Der Screeling stellte sich auf seine krallenbewehrten Zehen. Die plötzliche Bewegung hatte seine Aufmerksamkeit erregt. Er stieß ein keckerndes Lachen aus und schoß zur Treppe. Zedd schleuderte eine Faust voll Luft, traf ihn in die Brust und stieß ihn einen Schritt zurück. Der Screeling nahm kaum Notiz davon. Er lugte über das mit Schnitzereien verzierte Steingeländer und erspähte die rennenden Menschen.

Mit einem Keckem packte er das Geländer, setzte darüber hinweg und sprang gut zwanzig Fuß tief hinunter zu den beiden weiß gewandeten Gestalten. Sofort drückte Chase Rachels Gesicht an seine Schulter, machte kehrt und stieg die Treppe wieder nach oben. Er wußte, was jetzt kommen würde, und doch gab es nichts, was er dagegen hätte tun können.

Zedd wartete auf dem oberen Absatz. »Beeilt euch, solange er abgelenkt ist.«

Es entstand ein kurzes Gerangel, und man hörte ebenso kurze Schreie. Heulendes Gelächter hallte durch das Treppenhaus. Blut spritzte in hohem Bogen auf den weißen Marmor, fast bis zu Chase hin, der die Stufen hochsprang. Rachel vergrub ihr Gesicht an seiner Schulter und klammerte sich an seinem Hals fest, gab sonst aber nicht den geringsten Laut von sich.

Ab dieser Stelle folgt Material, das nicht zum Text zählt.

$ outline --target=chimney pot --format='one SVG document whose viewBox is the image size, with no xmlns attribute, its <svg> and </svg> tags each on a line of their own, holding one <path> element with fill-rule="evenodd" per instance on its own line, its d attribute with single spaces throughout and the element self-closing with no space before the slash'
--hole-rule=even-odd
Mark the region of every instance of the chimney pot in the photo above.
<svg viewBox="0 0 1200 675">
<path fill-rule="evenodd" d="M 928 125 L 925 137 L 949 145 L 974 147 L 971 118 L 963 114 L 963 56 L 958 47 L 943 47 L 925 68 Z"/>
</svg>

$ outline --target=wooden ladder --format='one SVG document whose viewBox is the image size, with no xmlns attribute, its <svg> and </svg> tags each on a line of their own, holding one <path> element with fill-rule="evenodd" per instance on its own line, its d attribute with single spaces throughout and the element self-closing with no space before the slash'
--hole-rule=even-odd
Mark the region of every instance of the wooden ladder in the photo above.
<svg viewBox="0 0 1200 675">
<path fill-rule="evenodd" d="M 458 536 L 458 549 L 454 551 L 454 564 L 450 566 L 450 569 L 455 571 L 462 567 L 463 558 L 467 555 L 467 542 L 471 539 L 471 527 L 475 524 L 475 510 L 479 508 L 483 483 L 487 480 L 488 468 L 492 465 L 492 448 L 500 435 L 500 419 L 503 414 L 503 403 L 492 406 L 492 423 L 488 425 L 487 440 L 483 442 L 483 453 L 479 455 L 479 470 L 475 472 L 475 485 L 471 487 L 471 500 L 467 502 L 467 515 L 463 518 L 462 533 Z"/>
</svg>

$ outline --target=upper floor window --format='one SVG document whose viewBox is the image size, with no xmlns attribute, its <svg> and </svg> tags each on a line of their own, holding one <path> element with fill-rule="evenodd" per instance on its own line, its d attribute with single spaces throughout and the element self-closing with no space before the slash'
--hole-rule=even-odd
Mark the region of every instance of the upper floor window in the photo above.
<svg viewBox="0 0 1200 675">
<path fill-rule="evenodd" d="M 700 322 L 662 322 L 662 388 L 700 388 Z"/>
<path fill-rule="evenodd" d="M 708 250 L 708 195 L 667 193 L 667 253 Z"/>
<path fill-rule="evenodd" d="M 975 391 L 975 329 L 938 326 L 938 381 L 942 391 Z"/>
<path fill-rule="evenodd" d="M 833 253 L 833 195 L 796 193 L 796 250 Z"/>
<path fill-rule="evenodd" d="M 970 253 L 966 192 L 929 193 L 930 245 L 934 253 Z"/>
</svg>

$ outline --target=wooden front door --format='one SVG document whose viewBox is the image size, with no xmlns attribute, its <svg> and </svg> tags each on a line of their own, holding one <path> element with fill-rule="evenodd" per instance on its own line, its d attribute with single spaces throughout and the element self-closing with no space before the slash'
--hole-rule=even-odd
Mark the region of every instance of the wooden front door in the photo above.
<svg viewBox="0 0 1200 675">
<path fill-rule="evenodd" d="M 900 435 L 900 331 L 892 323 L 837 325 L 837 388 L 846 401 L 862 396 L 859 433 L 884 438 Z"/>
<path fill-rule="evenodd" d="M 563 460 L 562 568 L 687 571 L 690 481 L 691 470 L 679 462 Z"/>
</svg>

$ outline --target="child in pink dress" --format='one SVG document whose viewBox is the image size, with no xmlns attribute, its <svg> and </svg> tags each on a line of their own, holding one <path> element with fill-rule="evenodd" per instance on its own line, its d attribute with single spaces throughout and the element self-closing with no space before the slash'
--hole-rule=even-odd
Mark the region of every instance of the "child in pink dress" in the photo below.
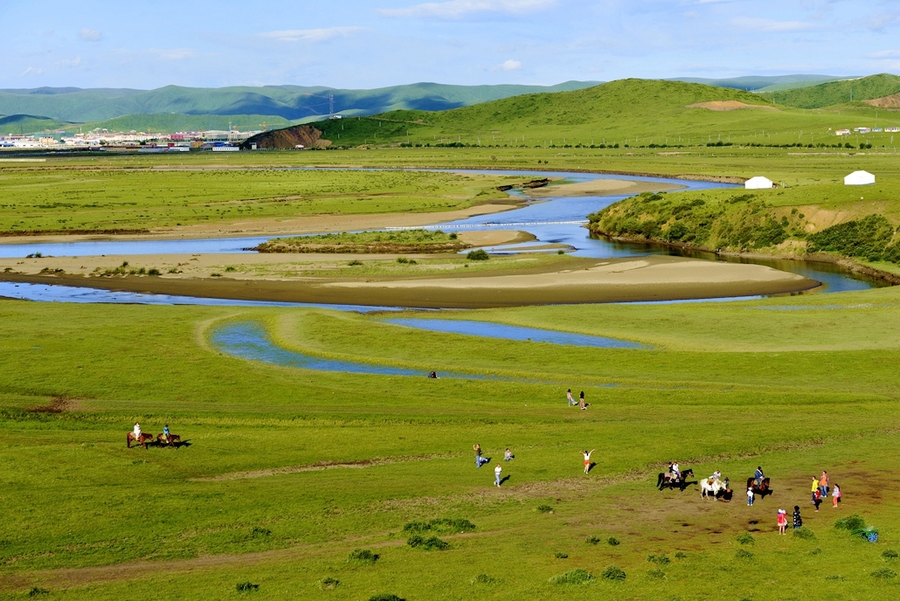
<svg viewBox="0 0 900 601">
<path fill-rule="evenodd" d="M 787 528 L 787 512 L 784 509 L 778 510 L 778 534 L 784 534 Z"/>
</svg>

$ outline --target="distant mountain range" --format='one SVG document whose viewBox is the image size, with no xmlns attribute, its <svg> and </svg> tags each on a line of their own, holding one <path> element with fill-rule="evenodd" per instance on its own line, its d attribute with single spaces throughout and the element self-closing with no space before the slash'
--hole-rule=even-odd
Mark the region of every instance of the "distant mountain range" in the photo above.
<svg viewBox="0 0 900 601">
<path fill-rule="evenodd" d="M 900 78 L 784 75 L 664 81 L 752 91 L 784 106 L 814 108 L 880 98 L 900 91 Z M 155 90 L 36 88 L 0 90 L 0 133 L 104 128 L 110 131 L 187 131 L 287 127 L 327 118 L 397 110 L 445 111 L 510 97 L 571 92 L 600 85 L 569 81 L 555 86 L 455 86 L 417 83 L 374 90 L 322 86 L 263 86 Z M 5 116 L 5 117 L 4 117 Z"/>
</svg>

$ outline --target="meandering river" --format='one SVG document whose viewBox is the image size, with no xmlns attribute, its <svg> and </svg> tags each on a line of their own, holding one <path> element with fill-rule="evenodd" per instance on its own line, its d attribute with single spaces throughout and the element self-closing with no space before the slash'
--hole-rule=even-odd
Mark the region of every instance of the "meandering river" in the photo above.
<svg viewBox="0 0 900 601">
<path fill-rule="evenodd" d="M 457 170 L 462 171 L 462 170 Z M 557 171 L 467 171 L 469 173 L 492 173 L 513 175 L 521 177 L 561 177 L 568 182 L 588 182 L 598 179 L 623 179 L 637 180 L 641 182 L 665 183 L 685 186 L 688 190 L 703 190 L 709 188 L 729 187 L 728 184 L 711 182 L 689 181 L 679 179 L 621 176 L 612 174 L 570 173 Z M 669 254 L 698 256 L 697 253 L 684 253 L 678 249 L 667 248 L 659 245 L 624 244 L 609 242 L 599 238 L 593 238 L 584 228 L 587 223 L 586 216 L 598 211 L 614 202 L 628 196 L 582 196 L 548 198 L 546 200 L 529 202 L 524 206 L 491 215 L 480 215 L 449 223 L 429 226 L 433 229 L 462 230 L 462 229 L 517 229 L 533 234 L 540 243 L 567 244 L 574 248 L 572 254 L 594 258 L 616 258 L 629 256 L 644 256 L 651 254 Z M 47 243 L 36 242 L 28 244 L 0 244 L 0 257 L 15 258 L 26 257 L 29 254 L 41 253 L 43 256 L 68 256 L 83 257 L 96 255 L 141 255 L 141 254 L 227 254 L 252 252 L 244 249 L 257 246 L 271 237 L 236 237 L 213 238 L 196 240 L 113 240 L 92 242 L 64 242 Z M 523 245 L 510 245 L 507 247 L 492 247 L 491 252 L 515 252 L 523 248 Z M 527 245 L 526 245 L 527 248 Z M 823 263 L 804 261 L 777 261 L 764 259 L 729 259 L 712 254 L 699 255 L 710 260 L 731 260 L 748 263 L 761 263 L 770 265 L 793 273 L 801 274 L 807 278 L 822 282 L 819 292 L 841 292 L 847 290 L 863 290 L 879 285 L 872 280 L 854 277 L 835 266 Z M 252 301 L 233 301 L 225 299 L 195 298 L 189 296 L 172 297 L 166 295 L 147 295 L 131 292 L 110 292 L 90 288 L 73 288 L 68 286 L 52 285 L 28 285 L 0 282 L 0 296 L 10 298 L 23 298 L 41 301 L 68 301 L 68 302 L 127 302 L 127 303 L 153 303 L 153 304 L 227 304 L 227 305 L 253 305 L 272 304 L 284 305 L 285 303 L 256 303 Z M 355 306 L 333 306 L 333 308 L 347 308 L 358 310 Z M 382 310 L 384 308 L 381 308 Z"/>
</svg>

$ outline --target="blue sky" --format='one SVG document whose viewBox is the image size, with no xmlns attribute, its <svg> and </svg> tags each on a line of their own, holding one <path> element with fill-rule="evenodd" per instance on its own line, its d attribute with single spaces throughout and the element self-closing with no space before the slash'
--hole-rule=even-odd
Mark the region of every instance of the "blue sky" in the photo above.
<svg viewBox="0 0 900 601">
<path fill-rule="evenodd" d="M 0 88 L 900 73 L 900 0 L 0 0 Z"/>
</svg>

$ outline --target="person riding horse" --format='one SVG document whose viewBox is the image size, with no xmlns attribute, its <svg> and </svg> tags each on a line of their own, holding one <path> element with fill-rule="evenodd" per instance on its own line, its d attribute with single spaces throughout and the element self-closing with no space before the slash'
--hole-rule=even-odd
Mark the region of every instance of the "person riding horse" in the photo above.
<svg viewBox="0 0 900 601">
<path fill-rule="evenodd" d="M 756 487 L 759 488 L 762 485 L 762 481 L 766 479 L 762 466 L 757 466 L 756 471 L 753 472 L 753 479 L 756 481 Z"/>
</svg>

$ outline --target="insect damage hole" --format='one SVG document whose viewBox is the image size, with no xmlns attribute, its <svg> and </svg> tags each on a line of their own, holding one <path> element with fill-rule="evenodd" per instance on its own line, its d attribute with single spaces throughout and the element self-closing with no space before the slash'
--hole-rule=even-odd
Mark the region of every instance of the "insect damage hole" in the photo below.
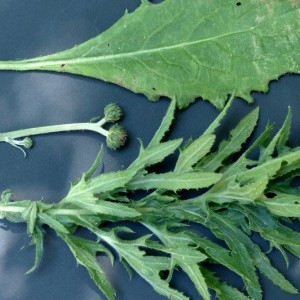
<svg viewBox="0 0 300 300">
<path fill-rule="evenodd" d="M 242 2 L 237 2 L 235 5 L 236 5 L 236 6 L 241 6 L 241 5 L 242 5 Z"/>
</svg>

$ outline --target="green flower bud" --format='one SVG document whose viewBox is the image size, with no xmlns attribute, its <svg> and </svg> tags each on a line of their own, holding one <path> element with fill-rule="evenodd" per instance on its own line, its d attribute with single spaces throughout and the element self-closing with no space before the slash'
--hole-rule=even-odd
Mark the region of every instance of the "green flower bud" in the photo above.
<svg viewBox="0 0 300 300">
<path fill-rule="evenodd" d="M 127 132 L 119 125 L 112 126 L 106 138 L 106 144 L 111 149 L 117 149 L 125 145 L 127 140 Z"/>
<path fill-rule="evenodd" d="M 33 146 L 33 141 L 29 137 L 26 137 L 22 142 L 23 142 L 23 146 L 27 149 L 29 149 Z"/>
<path fill-rule="evenodd" d="M 104 118 L 106 122 L 119 121 L 123 116 L 121 107 L 115 103 L 111 103 L 104 108 Z"/>
<path fill-rule="evenodd" d="M 20 149 L 23 152 L 24 156 L 26 156 L 26 152 L 24 151 L 24 149 L 22 148 L 22 146 L 24 148 L 29 149 L 33 145 L 33 141 L 29 137 L 26 137 L 26 138 L 24 138 L 22 140 L 17 140 L 17 139 L 12 139 L 10 137 L 6 137 L 4 141 L 7 142 L 7 143 L 9 143 L 9 144 L 11 144 L 12 146 Z"/>
<path fill-rule="evenodd" d="M 7 189 L 2 192 L 0 201 L 2 201 L 3 203 L 8 203 L 13 197 L 14 193 L 10 189 Z"/>
</svg>

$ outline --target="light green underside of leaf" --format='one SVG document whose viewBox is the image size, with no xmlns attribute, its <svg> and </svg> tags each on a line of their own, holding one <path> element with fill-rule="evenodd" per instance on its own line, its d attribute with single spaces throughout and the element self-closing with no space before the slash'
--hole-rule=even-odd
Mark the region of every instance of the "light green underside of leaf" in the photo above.
<svg viewBox="0 0 300 300">
<path fill-rule="evenodd" d="M 248 102 L 270 80 L 300 71 L 299 0 L 142 1 L 101 35 L 72 49 L 0 69 L 91 76 L 186 107 L 197 97 L 222 108 Z"/>
</svg>

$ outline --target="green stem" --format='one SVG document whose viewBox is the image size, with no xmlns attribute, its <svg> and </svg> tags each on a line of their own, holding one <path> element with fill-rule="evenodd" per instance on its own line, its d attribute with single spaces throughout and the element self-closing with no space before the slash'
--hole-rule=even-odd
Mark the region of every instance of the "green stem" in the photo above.
<svg viewBox="0 0 300 300">
<path fill-rule="evenodd" d="M 121 55 L 123 56 L 123 54 Z M 0 70 L 3 71 L 59 71 L 63 72 L 65 66 L 68 64 L 83 64 L 96 63 L 99 60 L 107 60 L 114 58 L 115 55 L 103 57 L 77 57 L 77 58 L 58 58 L 56 54 L 46 55 L 37 58 L 23 59 L 23 60 L 3 60 L 0 61 Z"/>
<path fill-rule="evenodd" d="M 41 61 L 35 59 L 24 60 L 8 60 L 0 61 L 0 70 L 5 71 L 34 71 L 34 70 L 53 70 L 57 69 L 57 66 L 64 65 L 66 60 L 54 60 L 54 61 Z"/>
<path fill-rule="evenodd" d="M 108 131 L 101 127 L 103 121 L 97 123 L 71 123 L 62 125 L 50 125 L 36 128 L 27 128 L 15 131 L 0 133 L 0 142 L 7 142 L 9 139 L 18 139 L 26 136 L 55 133 L 62 131 L 89 130 L 100 133 L 107 137 Z"/>
<path fill-rule="evenodd" d="M 18 204 L 19 203 L 19 204 Z M 32 201 L 24 200 L 24 201 L 18 201 L 18 202 L 9 202 L 9 203 L 0 203 L 0 215 L 1 213 L 4 213 L 5 218 L 8 219 L 15 219 L 18 220 L 16 222 L 26 222 L 26 219 L 23 219 L 20 217 L 26 209 L 30 206 L 30 203 Z M 39 217 L 39 214 L 48 214 L 49 216 L 53 217 L 72 217 L 72 216 L 89 216 L 93 215 L 93 213 L 86 209 L 78 209 L 78 208 L 61 208 L 61 207 L 50 207 L 47 209 L 46 203 L 42 203 L 43 208 L 41 209 L 41 212 L 38 212 L 37 216 Z"/>
<path fill-rule="evenodd" d="M 11 206 L 7 204 L 0 204 L 0 213 L 22 213 L 26 207 L 24 206 Z"/>
</svg>

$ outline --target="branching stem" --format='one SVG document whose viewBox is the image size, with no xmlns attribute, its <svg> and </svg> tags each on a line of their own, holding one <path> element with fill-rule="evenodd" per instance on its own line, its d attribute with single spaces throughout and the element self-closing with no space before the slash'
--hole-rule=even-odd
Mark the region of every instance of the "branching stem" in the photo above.
<svg viewBox="0 0 300 300">
<path fill-rule="evenodd" d="M 97 123 L 71 123 L 71 124 L 62 124 L 62 125 L 50 125 L 42 126 L 36 128 L 28 128 L 15 130 L 10 132 L 0 133 L 0 142 L 9 142 L 9 140 L 14 140 L 26 136 L 40 135 L 47 133 L 55 133 L 62 131 L 75 131 L 75 130 L 89 130 L 100 133 L 107 137 L 108 131 L 102 128 L 103 120 L 100 120 Z"/>
</svg>

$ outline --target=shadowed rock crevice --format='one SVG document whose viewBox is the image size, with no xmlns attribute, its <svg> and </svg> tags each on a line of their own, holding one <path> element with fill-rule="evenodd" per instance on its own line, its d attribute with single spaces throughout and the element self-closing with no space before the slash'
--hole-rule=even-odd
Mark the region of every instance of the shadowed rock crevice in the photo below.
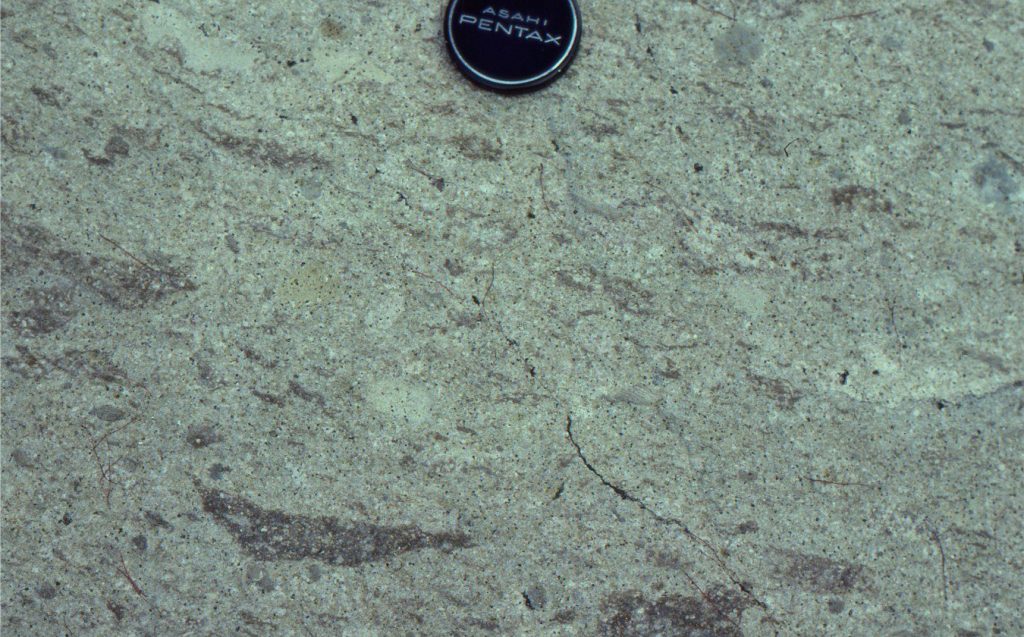
<svg viewBox="0 0 1024 637">
<path fill-rule="evenodd" d="M 315 559 L 357 566 L 420 549 L 451 552 L 472 546 L 458 532 L 429 533 L 416 526 L 343 525 L 337 518 L 263 509 L 241 496 L 196 484 L 203 510 L 258 560 Z"/>
</svg>

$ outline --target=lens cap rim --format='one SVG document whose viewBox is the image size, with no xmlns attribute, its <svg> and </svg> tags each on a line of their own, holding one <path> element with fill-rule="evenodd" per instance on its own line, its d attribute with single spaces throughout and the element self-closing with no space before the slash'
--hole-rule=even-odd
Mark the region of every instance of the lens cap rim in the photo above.
<svg viewBox="0 0 1024 637">
<path fill-rule="evenodd" d="M 572 14 L 573 30 L 570 43 L 566 46 L 566 50 L 562 53 L 559 59 L 540 73 L 523 78 L 522 80 L 508 81 L 490 77 L 486 73 L 475 68 L 470 61 L 466 60 L 463 54 L 459 51 L 455 42 L 456 38 L 454 37 L 452 30 L 453 17 L 455 10 L 462 1 L 463 0 L 449 0 L 448 6 L 443 15 L 442 30 L 444 31 L 445 44 L 452 62 L 467 79 L 477 86 L 499 93 L 524 93 L 535 91 L 548 86 L 562 76 L 576 58 L 576 52 L 579 50 L 580 40 L 583 37 L 583 24 L 580 15 L 580 8 L 576 0 L 560 0 L 566 4 Z"/>
</svg>

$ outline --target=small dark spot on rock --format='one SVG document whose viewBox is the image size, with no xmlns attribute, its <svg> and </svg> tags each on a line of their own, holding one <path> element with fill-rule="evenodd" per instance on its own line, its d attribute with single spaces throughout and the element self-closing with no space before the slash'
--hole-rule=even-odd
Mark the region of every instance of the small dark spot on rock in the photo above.
<svg viewBox="0 0 1024 637">
<path fill-rule="evenodd" d="M 451 259 L 444 260 L 444 269 L 448 270 L 448 274 L 452 276 L 459 276 L 466 271 L 457 261 L 452 261 Z"/>
<path fill-rule="evenodd" d="M 36 589 L 36 595 L 38 595 L 40 599 L 53 599 L 57 596 L 57 589 L 53 584 L 47 582 Z"/>
<path fill-rule="evenodd" d="M 193 449 L 203 449 L 220 442 L 222 438 L 210 425 L 193 427 L 185 435 L 187 442 Z"/>
<path fill-rule="evenodd" d="M 736 532 L 737 533 L 755 533 L 755 532 L 757 532 L 757 529 L 758 529 L 757 522 L 755 522 L 754 520 L 747 520 L 745 522 L 740 522 L 739 525 L 737 525 Z"/>
<path fill-rule="evenodd" d="M 551 621 L 556 624 L 570 624 L 576 619 L 576 611 L 571 608 L 563 608 L 551 616 Z"/>
<path fill-rule="evenodd" d="M 60 519 L 60 521 L 61 521 L 61 524 L 63 524 L 64 526 L 68 526 L 69 524 L 71 524 L 73 522 L 73 520 L 71 519 L 71 513 L 70 512 L 65 513 L 64 517 L 62 517 Z"/>
<path fill-rule="evenodd" d="M 526 594 L 526 591 L 523 591 L 522 595 L 523 595 L 523 604 L 525 604 L 528 609 L 534 610 L 534 608 L 533 608 L 533 601 L 530 600 L 530 596 Z"/>
<path fill-rule="evenodd" d="M 544 587 L 542 586 L 531 586 L 530 588 L 523 591 L 523 603 L 530 610 L 541 610 L 547 603 L 547 595 L 544 593 Z"/>
<path fill-rule="evenodd" d="M 18 448 L 11 452 L 11 460 L 14 464 L 22 467 L 23 469 L 35 469 L 35 463 L 32 462 L 32 457 L 24 449 Z"/>
<path fill-rule="evenodd" d="M 832 613 L 833 615 L 836 613 L 843 612 L 844 608 L 846 608 L 846 602 L 843 601 L 843 598 L 833 597 L 832 599 L 828 600 L 828 612 Z"/>
<path fill-rule="evenodd" d="M 124 606 L 118 604 L 114 600 L 107 600 L 107 610 L 109 610 L 114 615 L 114 619 L 116 619 L 117 621 L 121 621 L 122 619 L 124 619 Z"/>
<path fill-rule="evenodd" d="M 107 140 L 107 145 L 103 147 L 103 154 L 107 156 L 107 159 L 113 159 L 115 155 L 127 157 L 128 150 L 128 142 L 124 137 L 113 135 Z"/>
<path fill-rule="evenodd" d="M 164 519 L 164 516 L 160 515 L 156 511 L 146 511 L 142 517 L 146 519 L 146 522 L 148 522 L 150 526 L 165 529 L 171 528 L 171 525 Z"/>
<path fill-rule="evenodd" d="M 231 471 L 231 467 L 217 462 L 211 465 L 210 468 L 207 469 L 206 473 L 209 474 L 210 478 L 220 480 L 228 471 Z"/>
<path fill-rule="evenodd" d="M 135 548 L 139 549 L 140 551 L 145 551 L 147 548 L 149 548 L 149 541 L 147 541 L 146 536 L 142 534 L 133 537 L 132 544 L 134 544 Z"/>
<path fill-rule="evenodd" d="M 327 18 L 320 23 L 320 35 L 331 40 L 340 40 L 345 32 L 340 22 Z"/>
<path fill-rule="evenodd" d="M 695 172 L 695 173 L 704 172 L 704 166 L 701 165 L 701 164 L 694 164 L 693 165 L 693 172 Z"/>
<path fill-rule="evenodd" d="M 213 366 L 205 359 L 199 358 L 198 356 L 194 357 L 193 360 L 196 364 L 196 371 L 199 372 L 199 380 L 202 381 L 204 385 L 212 385 L 216 380 Z"/>
</svg>

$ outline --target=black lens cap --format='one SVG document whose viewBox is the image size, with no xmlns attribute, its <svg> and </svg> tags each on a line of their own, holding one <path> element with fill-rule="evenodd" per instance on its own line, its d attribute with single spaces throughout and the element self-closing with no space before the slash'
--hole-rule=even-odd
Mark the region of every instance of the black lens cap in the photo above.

Zedd war beeindruckt. Noch nie hatte er ein so kleines Mädchen gesehen, das den Kopf so gut zu gebrauchen wußte. Sie war klug. Klug und voller Mumm. Jetzt verstand er, warum Giller sie ausgesucht hatte, um zu verhindern, daß das letzte Kästchen der Ordnung Darken Rahl in die Hände fiel. Darauf konnte auch nur ein Zauberer kommen, überlegte Zedd — die Menschen für das Notwendige einzuspannen.

Die drei rannten durch die Halle, bis der Screeling am oberen Treppenabsatz auftauchte. Dann verlangsamten sie ihr Tempo und gingen rückwärts weiter. Der Screeling grinste mit blutroten Zähnen, und für einen Augenblick spiegelte sich das Sonnenlicht, das durch ein hohes, schmales Fenster hereinfiel, golden in seinen unsterblichen Augen. Im Licht zuckte er zusammen, schleckte das Blut von seinen Krallen, dann setzte er ihnen hinterher. Die drei gingen die nächste Treppe hinunter. Das Geschöpf folgte ihnen, hielt manchmal verwirrt inne und schien nicht mehr recht zu wissen, ob es tatsächlich sie waren, auf die es es abgesehen hatte.